さて、下地が多少デコボコしていても土の厚さで調整して屋根は平らに葺きあがると以前にも書いた記憶がある。
泥は乾けば硬いけれど、水であっけなく解けて流れる。そんな心もとない材料を使って瓦を固定する。さらに、瓦は泥を焼いたもの。茅葺きも杉皮葺きも板葺きも同じだが、本来的には水に弱いはずの素材を加工して、雨を防ぐ。そんなところも、伝統的な建築の面白いところだと思う。
水に弱いといってもこれで案外寿命も長い。

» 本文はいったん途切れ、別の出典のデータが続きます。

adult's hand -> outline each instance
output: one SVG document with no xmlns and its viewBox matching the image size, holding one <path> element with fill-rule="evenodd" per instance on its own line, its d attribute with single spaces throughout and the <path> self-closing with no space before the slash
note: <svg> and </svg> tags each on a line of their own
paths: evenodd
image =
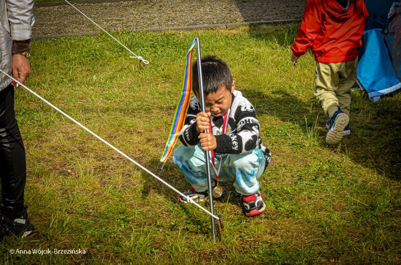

瓦は40年、茅葺も40年、杉皮も20年以上使われている事例を知っている。板葺きはどの位なのか判らないないけど、見たところ10年くらいは平気に見える。因みにガルバリウム鋼板などの現代多く使われる材料の保障期間が10年という。意外に耐用年数に大きな差は無いのだ。
そんな訳で、下の写真は新旧の瓦を並べて葺いた所。左手前に見られる傷だらけの瓦がオリジナルの瓦。推定明治25年生まれ。こうやって泥と銅線で固定してゆく。向こう側に見える、色白でサラッとした方が今回復元した瓦。